Re: Many SSTables only on one node

2018-04-09 Thread kurt greaves
If there were no other messages about anti-compaction similar to:
>
> SSTable YYY (ranges) will be anticompacted on range [range]


Then no anti-compaction needed to occur and yes, it was not the cause.

On 5 April 2018 at 13:52, Dmitry Simonov  wrote:

> Hi, Evelyn!
>
> I've found the following messages:
>
> INFO RepairRunnable.java Starting repair command #41, repairing keyspace
> XXX with repair options (parallelism: parallel, primary range: false,
> incremental: false, job threads: 1, ColumnFamilies: [YYY], dataCenters: [],
> hosts: [], # of ranges: 768)
> INFO CompactionExecutor:6 CompactionManager.java Starting anticompaction
> for XXX.YYY on 5132/5846 sstables
>
> After that many similar messages go:
> SSTable BigTableReader(path='/mnt/cassandra/data/XXX/YYY-
> 4c12fd9029e611e8810ac73ddacb37d1/lb-12688-big-Data.db') fully contained
> in range (-9223372036854775808,-9223372036854775808], mutating repairedAt
> instead of anticompacting
>
> Does it means that anti-compaction is not the cause?
>
> 2018-04-05 18:01 GMT+05:00 Evelyn Smith :
>
>> It might not be what cause it here. But check your logs for
>> anti-compactions.
>>
>>
>> On 5 Apr 2018, at 8:35 pm, Dmitry Simonov  wrote:
>>
>> Thank you!
>> I'll check this out.
>>
>> 2018-04-05 15:00 GMT+05:00 Alexander Dejanovski :
>>
>>> 40 pending compactions is pretty high and you should have way less than
>>> that most of the time, otherwise it means that compaction is not keeping up
>>> with your write rate.
>>>
>>> If you indeed have SSDs for data storage, increase your compaction
>>> throughput to 100 or 200 (depending on how the CPUs handle the load). You
>>> can experiment with compaction throughput using : nodetool
>>> setcompactionthroughput 100
>>>
>>> You can raise the number of concurrent compactors as well and set it to
>>> a value between 4 and 6 if you have at least 8 cores and CPUs aren't
>>> overwhelmed.
>>>
>>> I'm not sure why you ended up with only one node having 6k SSTables and
>>> not the others, but you should apply the above changes so that you can
>>> lower the number of pending compactions and see if it prevents the issue
>>> from happening again.
>>>
>>> Cheers,
>>>
>>>
>>> On Thu, Apr 5, 2018 at 11:33 AM Dmitry Simonov 
>>> wrote:
>>>
 Hi, Alexander!

 SizeTieredCompactionStrategy is used for all CFs in problematic
 keyspace.
 Current compaction throughput is 16 MB/s (default value).

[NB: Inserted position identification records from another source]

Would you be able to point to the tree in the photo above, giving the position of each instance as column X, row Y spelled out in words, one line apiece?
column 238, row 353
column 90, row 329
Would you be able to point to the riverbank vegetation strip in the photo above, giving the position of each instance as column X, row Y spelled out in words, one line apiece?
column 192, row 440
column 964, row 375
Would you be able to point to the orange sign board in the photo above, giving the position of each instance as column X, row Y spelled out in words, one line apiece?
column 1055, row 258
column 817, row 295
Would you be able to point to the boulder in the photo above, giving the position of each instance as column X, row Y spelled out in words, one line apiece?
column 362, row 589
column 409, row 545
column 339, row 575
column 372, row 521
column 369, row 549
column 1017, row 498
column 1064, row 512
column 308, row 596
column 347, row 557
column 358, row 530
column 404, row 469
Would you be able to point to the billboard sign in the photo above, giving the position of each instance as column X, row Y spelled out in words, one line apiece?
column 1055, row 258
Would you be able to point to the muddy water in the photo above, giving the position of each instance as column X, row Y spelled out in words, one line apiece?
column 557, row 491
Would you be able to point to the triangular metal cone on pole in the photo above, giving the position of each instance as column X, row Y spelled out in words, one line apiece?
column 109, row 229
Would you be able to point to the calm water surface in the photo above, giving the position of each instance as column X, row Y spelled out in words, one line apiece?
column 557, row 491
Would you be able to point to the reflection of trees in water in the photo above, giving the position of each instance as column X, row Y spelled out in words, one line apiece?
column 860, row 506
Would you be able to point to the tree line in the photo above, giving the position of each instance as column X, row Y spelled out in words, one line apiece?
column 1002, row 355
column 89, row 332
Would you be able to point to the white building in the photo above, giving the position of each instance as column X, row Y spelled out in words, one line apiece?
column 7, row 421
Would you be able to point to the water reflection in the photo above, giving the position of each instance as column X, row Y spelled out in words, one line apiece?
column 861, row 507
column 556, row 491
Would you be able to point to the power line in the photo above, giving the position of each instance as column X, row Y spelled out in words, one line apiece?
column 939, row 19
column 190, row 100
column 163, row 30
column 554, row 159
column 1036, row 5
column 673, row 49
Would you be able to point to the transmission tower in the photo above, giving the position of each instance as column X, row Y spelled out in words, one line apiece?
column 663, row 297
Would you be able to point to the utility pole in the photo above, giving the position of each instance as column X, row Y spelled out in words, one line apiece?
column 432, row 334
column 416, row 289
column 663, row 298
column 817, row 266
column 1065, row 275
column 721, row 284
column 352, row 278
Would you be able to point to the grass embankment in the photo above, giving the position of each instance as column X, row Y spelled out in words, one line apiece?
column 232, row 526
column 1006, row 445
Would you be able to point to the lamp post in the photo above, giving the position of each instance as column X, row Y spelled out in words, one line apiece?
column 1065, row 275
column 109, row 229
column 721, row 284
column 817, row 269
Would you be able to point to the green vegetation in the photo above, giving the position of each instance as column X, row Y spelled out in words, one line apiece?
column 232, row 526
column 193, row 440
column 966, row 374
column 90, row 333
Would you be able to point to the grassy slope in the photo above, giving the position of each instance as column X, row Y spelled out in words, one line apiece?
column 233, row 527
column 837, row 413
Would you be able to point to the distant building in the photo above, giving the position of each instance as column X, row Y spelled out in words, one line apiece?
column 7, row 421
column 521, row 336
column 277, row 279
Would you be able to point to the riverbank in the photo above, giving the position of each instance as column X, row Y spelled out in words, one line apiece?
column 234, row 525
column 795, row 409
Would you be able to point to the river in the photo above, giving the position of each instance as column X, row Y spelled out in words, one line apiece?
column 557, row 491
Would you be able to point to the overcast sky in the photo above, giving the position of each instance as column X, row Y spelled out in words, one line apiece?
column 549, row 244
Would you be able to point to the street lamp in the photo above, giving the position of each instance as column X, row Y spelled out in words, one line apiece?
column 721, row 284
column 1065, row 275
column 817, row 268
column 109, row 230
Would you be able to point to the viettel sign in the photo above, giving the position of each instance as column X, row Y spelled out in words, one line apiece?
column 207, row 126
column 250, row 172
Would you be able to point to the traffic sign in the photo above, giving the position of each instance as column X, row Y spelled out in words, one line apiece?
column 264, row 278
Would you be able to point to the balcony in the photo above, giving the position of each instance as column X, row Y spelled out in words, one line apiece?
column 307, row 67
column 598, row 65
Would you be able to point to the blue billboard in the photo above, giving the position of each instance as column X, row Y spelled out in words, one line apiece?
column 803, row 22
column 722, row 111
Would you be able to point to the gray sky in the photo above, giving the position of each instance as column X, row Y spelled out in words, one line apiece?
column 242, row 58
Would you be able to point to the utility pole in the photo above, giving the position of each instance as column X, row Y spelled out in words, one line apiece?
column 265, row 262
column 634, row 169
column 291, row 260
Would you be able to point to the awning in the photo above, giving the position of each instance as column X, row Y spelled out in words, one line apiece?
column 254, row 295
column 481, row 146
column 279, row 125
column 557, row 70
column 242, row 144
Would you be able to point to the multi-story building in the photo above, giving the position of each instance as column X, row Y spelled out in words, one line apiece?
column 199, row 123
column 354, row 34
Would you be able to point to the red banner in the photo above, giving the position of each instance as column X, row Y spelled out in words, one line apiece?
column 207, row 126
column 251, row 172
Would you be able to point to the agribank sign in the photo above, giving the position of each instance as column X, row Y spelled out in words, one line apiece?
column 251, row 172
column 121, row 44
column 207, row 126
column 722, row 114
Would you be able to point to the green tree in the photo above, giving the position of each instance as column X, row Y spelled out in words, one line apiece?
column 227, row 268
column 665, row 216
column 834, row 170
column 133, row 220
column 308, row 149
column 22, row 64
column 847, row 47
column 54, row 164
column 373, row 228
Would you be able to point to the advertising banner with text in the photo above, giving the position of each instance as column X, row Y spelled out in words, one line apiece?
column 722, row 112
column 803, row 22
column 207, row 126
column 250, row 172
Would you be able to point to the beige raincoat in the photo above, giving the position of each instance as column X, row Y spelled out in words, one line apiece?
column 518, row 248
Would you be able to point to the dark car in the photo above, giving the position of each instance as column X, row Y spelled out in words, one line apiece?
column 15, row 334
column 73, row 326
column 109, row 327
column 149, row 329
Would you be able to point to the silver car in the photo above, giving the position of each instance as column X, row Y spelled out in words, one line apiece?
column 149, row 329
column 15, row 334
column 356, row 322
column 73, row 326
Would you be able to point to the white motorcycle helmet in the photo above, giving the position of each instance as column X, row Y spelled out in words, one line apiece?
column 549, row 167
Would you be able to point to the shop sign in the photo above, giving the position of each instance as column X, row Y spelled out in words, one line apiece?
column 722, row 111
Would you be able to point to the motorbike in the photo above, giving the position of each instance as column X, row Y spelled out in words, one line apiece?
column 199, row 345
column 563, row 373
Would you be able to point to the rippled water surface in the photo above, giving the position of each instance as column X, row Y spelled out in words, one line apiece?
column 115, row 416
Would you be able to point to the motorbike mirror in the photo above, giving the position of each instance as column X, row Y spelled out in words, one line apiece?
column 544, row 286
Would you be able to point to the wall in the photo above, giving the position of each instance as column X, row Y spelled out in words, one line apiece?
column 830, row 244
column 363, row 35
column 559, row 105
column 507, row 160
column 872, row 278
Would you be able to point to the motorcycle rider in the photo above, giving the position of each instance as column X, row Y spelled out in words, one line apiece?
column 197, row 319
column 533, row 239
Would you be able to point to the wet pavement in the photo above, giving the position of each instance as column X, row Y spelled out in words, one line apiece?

 We always have about 40 pending and 2 active "CompactionExecutor" tasks
 in "tpstats".
 Mostly because of another (bigger) keyspace in this cluster.
 But the situation is the same on each node.

 According to "nodetool compactionhistory", compactions on this CF run
 (sometimes several times per day, sometimes one time per day, the last run
 was yesterday).
 We run "repair -full" regulary for this keyspace (every 24 hours on
 each node), because gc_grace_seconds is set to 24 hours.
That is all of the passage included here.